Naadu is a 2023 Indian Tamil-language drama film written and directed by M. Saravanan. Produced by Narayanan Sri Arch Media and Entertainment, the film stars Tharshan and Mahima Nambiar in the lead roles. The music was composed by C. Sathya with cinematography by K. A. Sakthivel. The film was released theatrically on 1 December 2023.

== Cast ==
- Tharshan as Maari
- Mahima Nambiar as Dr. Shobana
- R. S. Shivaji in dual roles as Maari’s father and Maari's uncle
- Singampuli
- Aruldoss
- Inba Ravikumar as Yogi
- Vasantha

== Production ==
Prior to the start of production, the team engaged in a 35-day acting workshop. The film was shot throughout 2022, and Saravanan balanced post-production work on Raangi (2022), with making Naadu. It became the first film to be shot at the Kollimalai mountain range.

== Soundtrack ==
The soundtrack was composed by C. Sathya in his fourth collaboration with Saravanan after Engaeyum Eppothum, Ivan Veramathiri, and Raangi.

Track listing
| No. | Title | Lyrics | Singer(s) | Length |
|---|---|---|---|---|
| 1. | "Yelelaai" | Thozhan | Suganthi | 3:45 |
| 2. | "Malainaatile" | Karthik Netha | Ananthu | 3:26 |
| 3. | "Dull Aavaadha" | Viveka | Sneha, Irfan Hyder, Vaimu | 3:12 |
| 4. | "Maavilai Maavilai Thorananga" | Viveka | Anthony Daasan | 3:48 |
| 5. | "Vandhanam Vandhanam" | M. Saravanan | Gold Devaraj, Muthu Sirpy, Nehru Samidurai, Puratchi Mani | 3:02 |
| Total length: |  |  |  | 17:13 |

== Release and reception ==
The film had a theatrical release on 1 December 2023 across Tamil Nadu.
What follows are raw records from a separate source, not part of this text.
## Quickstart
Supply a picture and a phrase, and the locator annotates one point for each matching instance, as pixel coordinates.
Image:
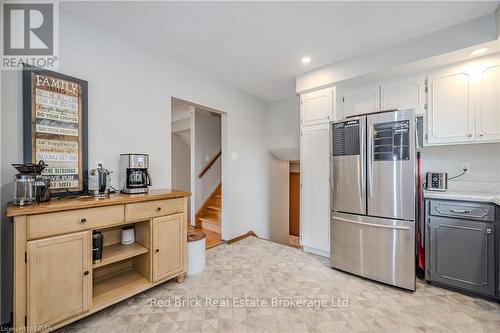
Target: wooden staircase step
(210, 225)
(210, 219)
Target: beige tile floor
(254, 269)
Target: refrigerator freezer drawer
(378, 249)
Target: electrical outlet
(465, 166)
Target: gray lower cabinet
(461, 251)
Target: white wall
(130, 91)
(207, 136)
(283, 128)
(484, 160)
(181, 165)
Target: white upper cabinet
(464, 103)
(404, 94)
(488, 105)
(317, 107)
(450, 118)
(361, 100)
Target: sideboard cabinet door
(169, 242)
(59, 271)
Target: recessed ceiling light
(306, 60)
(479, 51)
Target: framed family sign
(55, 128)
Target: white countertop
(468, 191)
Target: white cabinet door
(451, 113)
(317, 107)
(403, 94)
(361, 100)
(315, 189)
(488, 105)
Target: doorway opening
(294, 205)
(196, 140)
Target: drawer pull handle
(459, 211)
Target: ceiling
(257, 46)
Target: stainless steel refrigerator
(373, 186)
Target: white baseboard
(313, 250)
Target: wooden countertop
(56, 204)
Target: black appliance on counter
(134, 173)
(31, 187)
(97, 243)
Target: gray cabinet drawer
(463, 210)
(462, 254)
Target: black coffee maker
(31, 186)
(97, 243)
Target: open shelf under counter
(117, 286)
(118, 252)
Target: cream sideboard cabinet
(55, 279)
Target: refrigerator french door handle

A reviewer from Times Now noted the film was sure to make the audience "question both your service to your nation and your sense of humanity". A critic from Cinema Express wrote "the melodrama in Naadu is insufferably overstated and all for a story that is flat and pretty straightforward" and that "Naadu might have its heart in the right place but the heart pumps gallons of tears instead of blood".